In the Navy we were trained to fight fuel based fires in metal boxes (ships) and believe me it is not something you want to experience , .

I'd choose a wood burner any day of the week , and plan to fit one soon as possible, my van (Master 2003) has a Diesel Erbespacher unit which uses an electric fan ,in the winter this is hard on the battery,a wood burner uses no battery , is comforting,natural , and one can find fuel all over the place.


----------



## FULL TIMER (Jul 23, 2016)

this fellow is well known on another forum I use The Fireweaver - Home he know's his stuff apparently he not only fit's the stoves he makes them too


----------



## Deleted member 53880 (Jul 23, 2016)

hi, a woodburner is great if you are plotted up for longer periods in a larger vehicle,but a renault master is maybe a tad to small for the fuel storage,raking out and disposing of the ashes etc,
also please dont park near any other vehicles or in areas where the smoke from badly burning fuel will seriously affect the ambience of a nice spot.
i have found insulation works very well,all the best.jan


----------



## Sky (Jul 23, 2016)

They're great if you're on your own.

I've had to move on several occasions because people have smoked me out with the damned things.

Gas is far better IMO. :ninja:


----------



## kevinp (Jul 23, 2016)

We have a Renault master with a wood burner in it




Never had a problem with putting the fire out you just need to close the vent, there is also no need to rake out the ash if you use seasoned wood there is very little waste, I probably rake out the stove twice a year and we use the stove a lot in winter. 

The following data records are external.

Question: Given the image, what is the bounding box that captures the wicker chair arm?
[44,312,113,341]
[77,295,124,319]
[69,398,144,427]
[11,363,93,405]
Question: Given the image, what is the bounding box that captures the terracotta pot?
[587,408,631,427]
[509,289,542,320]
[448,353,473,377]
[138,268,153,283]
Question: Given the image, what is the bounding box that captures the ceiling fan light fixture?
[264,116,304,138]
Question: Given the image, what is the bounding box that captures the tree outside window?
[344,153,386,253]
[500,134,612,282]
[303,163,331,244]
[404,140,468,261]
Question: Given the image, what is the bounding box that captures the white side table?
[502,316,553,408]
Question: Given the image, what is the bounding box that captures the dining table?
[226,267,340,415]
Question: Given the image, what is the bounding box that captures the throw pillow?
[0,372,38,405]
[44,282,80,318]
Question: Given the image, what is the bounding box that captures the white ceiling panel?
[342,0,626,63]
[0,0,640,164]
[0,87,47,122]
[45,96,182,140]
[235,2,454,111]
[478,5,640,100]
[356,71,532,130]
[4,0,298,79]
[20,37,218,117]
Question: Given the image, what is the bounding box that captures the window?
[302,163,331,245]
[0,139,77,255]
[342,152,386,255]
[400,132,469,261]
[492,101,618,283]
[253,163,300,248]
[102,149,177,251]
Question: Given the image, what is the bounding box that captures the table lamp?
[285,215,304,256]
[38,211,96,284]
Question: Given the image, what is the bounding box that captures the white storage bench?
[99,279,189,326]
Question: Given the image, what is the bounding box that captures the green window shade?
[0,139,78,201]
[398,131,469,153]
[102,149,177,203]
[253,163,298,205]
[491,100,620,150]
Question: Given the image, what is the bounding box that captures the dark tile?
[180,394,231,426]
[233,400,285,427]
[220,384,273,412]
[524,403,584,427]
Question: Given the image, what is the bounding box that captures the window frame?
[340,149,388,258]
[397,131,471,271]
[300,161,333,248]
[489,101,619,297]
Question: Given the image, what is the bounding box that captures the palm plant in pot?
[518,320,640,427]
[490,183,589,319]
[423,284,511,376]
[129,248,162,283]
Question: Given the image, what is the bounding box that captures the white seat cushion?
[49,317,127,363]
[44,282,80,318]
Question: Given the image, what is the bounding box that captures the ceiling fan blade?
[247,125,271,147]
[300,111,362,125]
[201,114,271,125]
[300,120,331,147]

this is where ours came from  Champion Stove Company


----------



## Fazerloz (Jul 23, 2016)

Not for me I couldn't be arsed with the mess and the constant buggering about with it. One minute the are doing nothing and the next the are like the "China Syndrome" on total meltdown. I will stick to gas, but each to their own.


----------



## witzend (Jul 23, 2016)

*Me Too*



Fazerloz said:


> Not for me I couldn't be arsed with the mess and the constant buggering about with it. One minute the are doing nothing and the next the are like the "China Syndrome" on total meltdown. I will stick to gas, but each to their own.



My thoughts also but when their burning dry wood they smell quite good. But I do worry about any sparks landing on my roof


----------



## Robmac (Jul 24, 2016)

witzend said:


> My thoughts also but when their burning dry wood they smell quite good. But I do worry about any sparks landing on my roof



I've used woodburners in tents before. You can fit a spark arrestor fitted to the chimney to prevent damage.


----------



## alcam (Jul 24, 2016)

n brown said:


> you can still buy a clever little standby for lighting in Portugal,so probably in Spain too,that is a little metal tab on a piece of cork,and a load of small waxed wicks about 25mm long.
> you part fill a glass with water,then top up with any oil you have,olive,veg ,chipfat,whatever.
> then you put a wick through the centre hole in the metal,float it on the oil and light the wick. this will burn for hours,and you just keep topping up the oil
> if it gets knocked over,hopefully the water puts out the flame ! we used these all the time before solar panels



How do you connect them to your LB ?


----------



## n brown (Jul 24, 2016)

Robmac said:


> I've used woodburners in tents before. You can fit a spark arrestor fitted to the chimney to prevent damage.


 i put up some massive Russian army surplus tents, they all had reinforced flue vents . also seen some big burners in little tents at Stonehenge !


----------



## Deleted member 56601 (Jul 24, 2016)

alcam said:


> How do you connect them to your LB ?



You don't need to,  they are on a permanent float cycle


----------



## Robmac (Jul 24, 2016)

n brown said:


> i put up some massive Russian army surplus tents, they all had reinforced flue vents . also seen some big burners in little tents at Stonehenge !



A lot of glampers use them now in huge Bell Tents. I've used one in an old British Army Ridge Tent, it was designed for 8 people but there were just 2 of us and it was toasty. I've also been in a Tipi with an open fire before now!

Most people sew in the silicon type Stove Jacks these days.


----------



## n brown (Jul 24, 2016)

same here with the tepee , mind you it was full of naked hippies on a cold day, so fair enough !


----------



## Camper Bob (Aug 8, 2016)

kevinp said:


> We have a Renault master with a wood burner in it
> 
> View attachment 44111
> 
> ...



dumb question maybe , but how hot does it get ?  I'd like to put one where the passenger seat is in my Master van , would I need to insulate it from the dashboard etc ? Is it hot enough to melt/warp the plastic dashboard or door linings ?

I see yu have yours by the sliding door , any reason particularly ?

Thanks , looks great


----------



## oldish hippy (Aug 8, 2016)

n brown said:


> same here with the tepee , mind you it was full of naked hippies on a cold day, so fair enough !



it wasnt a teepee  which was a sweat lodge plenty of geen smoke  floating around or was that the clour of the canvas


----------



## oldish hippy (Aug 8, 2016)

n brown said:


> same here with the tepee , mind you it was full of naked hippies on a cold day, so fair enough !



was ther any geen smoke  floating around or was that the clour of the canvas


----------